Dus elk jaar krijgen alle 18-jarigen een brief?

Ja. Dit jaar ontvingen zo’n 200.000 jongeren die in 1992 geboren zijn een brief van minister Schippers van Volksgezondheid. Daarin stond de vraag om hun keuze over orgaandonatie vast te leggen in het Donorregister. Deze week besloot de minister een herinnering te sturen.

Waarom een herinnering?

Op dit moment hebben volgens het ministerie slechts 35.000 jongeren op de oproep gereageerd. Elk jaar blijkt dat een groot deel van hen geen reactie geeft op de brief van de minister. En: geen reactie wil zeggen geen orgaandonor.

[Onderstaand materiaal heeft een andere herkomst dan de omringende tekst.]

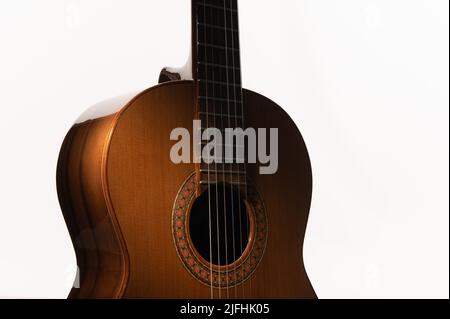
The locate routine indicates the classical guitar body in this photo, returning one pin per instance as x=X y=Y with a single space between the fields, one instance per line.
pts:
x=144 y=226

In 2010 werden 193.554 jongeren aangeschreven. Uiteindelijk heeft ongeveer 35 procent van hen zich geregistreerd. Minder dan de helft van de geregistreerden gaf volledige toestemming voor de donatie van hun organen.

Hoe komt het dat de respons zo laag is?

De meeste jongeren denken amper na over het thema, ondanks de vele campagnes over orgaandonatie. Dat erkent Jules Steinbach (29) ook. Hij doet zijn verhaal op de site donorvoorlichting.nl. Jules staat op de wachtlijst voor een nieuwe lever. „Toen ik de brief thuis kreeg met de vraag om me te registreren, was ik helemaal niet met het onderwerp bezig. Nu heb ik zelf een donororgaan nodig. Ik denk er elke dag aan hoe het zou zijn om een nieuwe lever te krijgen. Zodat ik weer alles kan doen wat ik wil.”

Mag orgaandonatie wel?

In reformatorische kring wordt daar verschillend over gedacht. Soms wordt ze principieel afgewezen. Orgaandonatie zou het lichaam van de mens aantasten, en dat terwijl God lichaam en ziel compleet en als een eenheid heeft geschapen. Anderen zijn juist voorstander van orgaandonatie. Ze baseren dat op het gebod tot naastenliefde.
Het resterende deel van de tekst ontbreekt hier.